2/ D2 neurons, which in addition to GABA also contain enkephalin, are equipped with dopamine receptors of type 2 (D2 receptors). If the D2 receptors are activated (by dopamine), the D2 neuron's braking ability decreases. The D2 neuron has no direct contact with GPi-SNr and corresponds to the first part of the "Indirect pathway" through the basal ganglia towards the thalamus.

The cerebral cortex thus makes contact with the D1 and D2 neurons via propulsive/excitatory signaling. Ifthe contacting bark area is "at rest",the contacted D1 and D2 neurons emit their braking signals with low frequency (0.1-1Hz) and weak braking power. If the contacting bark area is activated, then the contacted D1 and D2 neurons increase their signal frequency and their braking effects make themselves felt.

Notice that an activity increase in the D1 neuron's braking effect results in an increased signaling from the thalamus back to the bark and that an activity's increase in the D2 neuron's braking effect results in a decreased signaling from the thalamus back to the bark! Should there be an imbalance in the effects of the increased activity of the D1 and D2 neurons, the compact part of the black nucleus (SNc) intervenes and increases its dopamine signaling to the dorsal striatum.

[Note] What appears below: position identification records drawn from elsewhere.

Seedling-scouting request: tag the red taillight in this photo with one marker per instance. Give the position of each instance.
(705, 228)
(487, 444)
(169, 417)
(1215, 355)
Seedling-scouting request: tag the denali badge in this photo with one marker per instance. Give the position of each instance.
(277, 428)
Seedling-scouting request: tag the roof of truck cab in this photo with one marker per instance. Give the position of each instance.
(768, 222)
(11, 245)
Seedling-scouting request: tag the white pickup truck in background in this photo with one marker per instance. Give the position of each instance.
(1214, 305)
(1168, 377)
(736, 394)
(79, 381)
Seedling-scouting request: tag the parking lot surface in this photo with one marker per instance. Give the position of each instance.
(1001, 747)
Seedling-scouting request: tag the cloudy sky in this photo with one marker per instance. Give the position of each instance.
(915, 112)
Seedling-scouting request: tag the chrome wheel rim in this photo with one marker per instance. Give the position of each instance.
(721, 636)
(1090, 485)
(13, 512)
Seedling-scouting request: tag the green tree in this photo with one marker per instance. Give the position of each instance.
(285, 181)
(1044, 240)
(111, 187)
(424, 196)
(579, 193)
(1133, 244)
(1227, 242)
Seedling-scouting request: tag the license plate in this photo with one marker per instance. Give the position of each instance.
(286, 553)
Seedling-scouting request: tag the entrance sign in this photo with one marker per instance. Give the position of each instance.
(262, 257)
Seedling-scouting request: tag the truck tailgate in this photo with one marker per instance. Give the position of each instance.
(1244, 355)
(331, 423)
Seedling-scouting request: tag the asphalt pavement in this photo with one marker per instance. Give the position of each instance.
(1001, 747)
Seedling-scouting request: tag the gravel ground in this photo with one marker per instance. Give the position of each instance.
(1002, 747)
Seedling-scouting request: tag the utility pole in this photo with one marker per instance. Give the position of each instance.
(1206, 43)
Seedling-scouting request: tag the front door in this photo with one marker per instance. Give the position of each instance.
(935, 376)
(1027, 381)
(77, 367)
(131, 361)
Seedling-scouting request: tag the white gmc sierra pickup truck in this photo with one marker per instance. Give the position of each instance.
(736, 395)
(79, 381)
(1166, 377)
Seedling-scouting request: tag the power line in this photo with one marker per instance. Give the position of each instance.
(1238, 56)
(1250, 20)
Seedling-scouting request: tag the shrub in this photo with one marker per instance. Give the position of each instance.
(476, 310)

If you stain a thin incision through the brain to detect the enzyme acetylcholinesterase you can, both in the dorsal striatum and in the nucleus accumbens, already with the naked eye, see half-millimeter-sized uncolored/enzyme-negative spots against a gray-black/enzyme-positive background. The light spots are called strugosomes and the dark background is called matrix substance. Especially dark spots in the matrix substance are called matrixomes.
The triosomes receive signals from the limbic system, especially from the limbic cortex and amygdala.
The matrixomes consist of packed D1 and D2 neuronal bodies.